Pareció una serpiente de verano, uno de esos bombazos informativos tan ruidosos como irrelevantes que los periódicos estivales publican para aliviar la carestía de noticias. El 18 de julio pasado, el diario sensacionalista británico The Sun llevó a su portada una foto de la reina Isabel II haciendo el saludo nazi. La imagen procedía de una hasta entonces desconocida película casera de 17 segundos rodada en 1933; en ella aparece la reina madre haciendo el saludo nazi, y luego su hijo Eduardo, futuro Eduardo VIII, enseñándole a hacerlo a su sobrina Isabel y haciéndolo él mismo. La noticia desató la ira de la casa real británica, que recordó que en 1933 Isabel II contaba apenas siete años y no era consciente del significado de su gesto, y también que aquel año Hitler acababa de llegar al poder y “nadie sabía cómo evolucionaría”; por su parte, The Sun se defendió asegurando que la imagen posee “una gran importancia histórica”. El periódico quizá exagera, pero este tipo de noticia es cualquier cosa menos irrelevante; también cualquier cosa menos infrecuente. Hace un par de años, por ejemplo, se publicaron los diarios de un viaje realizado por John F. Kennedy a través de la Alemania nazi, y gracias a ellos nos enteramos del atractivo ideológico que Hitler ejerció sobre el futuro presidente norteamericano, y de que éste, a sus 20 años, consideraba que el nazismo era la mejor solución política para Alemania.

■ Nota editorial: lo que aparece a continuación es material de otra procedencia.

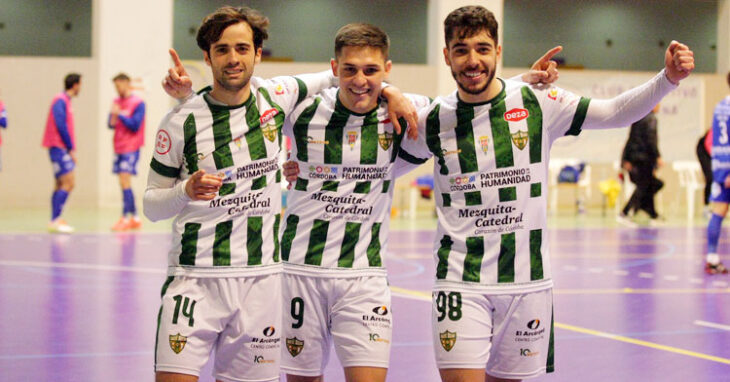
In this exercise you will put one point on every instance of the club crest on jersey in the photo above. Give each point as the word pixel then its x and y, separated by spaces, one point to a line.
pixel 294 346
pixel 163 143
pixel 177 342
pixel 316 141
pixel 484 142
pixel 351 139
pixel 448 340
pixel 516 115
pixel 385 139
pixel 520 139
pixel 269 130
pixel 268 116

No hubiera debido extrañarnos; tampoco las imágenes de Isabel II. Éstas nos recuerdan cosas que tendemos a olvidar. Nos recuerdan, por ejemplo, que Eduardo VIII, quien reinó en su país durante 1936, no sólo fue un admirador confeso de Hitler, sino que en 1940 llegó a suministrar información secreta a los alemanes acerca de la respuesta que preparaban los aliados a una hipotética invasión de Bélgica por las tropas de Hitler; de hecho, se pasó la guerra conspirando contra su país, hasta que Churchill consiguió quitárselo de encima y mandarlo al Caribe. Esas imágenes nos recuerdan también la irrefrenable simpatía que una parte de Gran Bretaña –sobre todo la aristocracia británica– sentía por Hitler y, como las querencias nazis de Kennedy, nos recuerdan, en fin, que Hitler fascinó a media Europa, o más bien a medio mundo. Es indispensable recordarlo.

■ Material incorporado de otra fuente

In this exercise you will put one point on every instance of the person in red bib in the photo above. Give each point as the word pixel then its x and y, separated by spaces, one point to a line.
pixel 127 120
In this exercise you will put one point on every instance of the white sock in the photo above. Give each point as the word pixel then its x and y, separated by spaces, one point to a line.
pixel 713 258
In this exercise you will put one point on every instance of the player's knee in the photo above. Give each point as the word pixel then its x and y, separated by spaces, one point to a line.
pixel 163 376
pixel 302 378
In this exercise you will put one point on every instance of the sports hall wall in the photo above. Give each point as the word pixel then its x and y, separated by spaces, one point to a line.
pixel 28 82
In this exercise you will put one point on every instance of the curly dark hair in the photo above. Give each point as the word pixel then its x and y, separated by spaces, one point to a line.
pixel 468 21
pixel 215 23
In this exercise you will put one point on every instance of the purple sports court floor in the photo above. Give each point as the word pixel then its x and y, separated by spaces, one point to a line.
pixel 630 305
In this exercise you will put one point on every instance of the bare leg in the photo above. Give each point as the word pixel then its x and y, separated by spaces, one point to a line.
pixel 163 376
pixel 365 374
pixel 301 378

Cuando el pasado no nos gusta, tendemos a esconderlo o maquillarlo

Desde hace algún tiempo oímos hablar con entusiasmo, en España, del fin de la vieja política y el principio de la nueva; nadie aclara en qué consiste la nueva política, pero bienvenida sea, siempre que sea mejor que la vieja. No siempre es así; en los años treinta, sin ir más lejos, no fue así: entonces, la vieja política era la polvorienta e ineficiente democracia parlamentaria –el “charlamentarismo”, como lo llamaba Unamuno–, que no prometía más que componendas y tedioso diálogo y lentas reformas parciales, mientras que la nueva política era el nazismo o el fascismo (también el comunismo), que poseían una irresistible sugestión juvenil de modernidad y cuyos líderes arrebataban a las masas con su carisma y sus discursos épicos y emotivos e ilusionaban a la gente con sus promesas de acabar con el gradualismo resignado, corrupto y burgués y de traer un futuro radiante. Ya ven: resulta que en los años treinta la nueva política era infinitamente peor que la vieja. No estoy diciendo que ahora, en España, haya que estar a la fuerza contra la llamada nueva política; estoy diciendo que es idiota estar con ella sólo porque es nueva: hay que estarlo, si se está, porque es buena, o al menos porque es mejor que la vieja.

También estoy diciendo otra cosa. Lo que digo es que, cuando el pasado no nos gusta, tendemos a esconderlo o ignorarlo o maquillarlo; lo que digo es que la verdad no nos gusta: nos gustan las mentiras. Nos gusta pensar que Hitler era un monstruo inhumano, casi diabólico, que nada tenía que ver con nosotros ni con nuestros líderes, y que, si lo conociéramos, nos repelería; nos disgusta pensar que era como nosotros, que sedujo a gente como nosotros y que, por tanto, podría seducirnos. Esta ceguera –este rechazo a afrontar la realidad– nos deja inermes, del todo vulnerables a la fascinación épica y el idealismo sentimental y embustero de los periódicos e infatigables vendedores de paraísos que, como en cualquier época, viven en la nuestra. Están ahí, y nos encantan.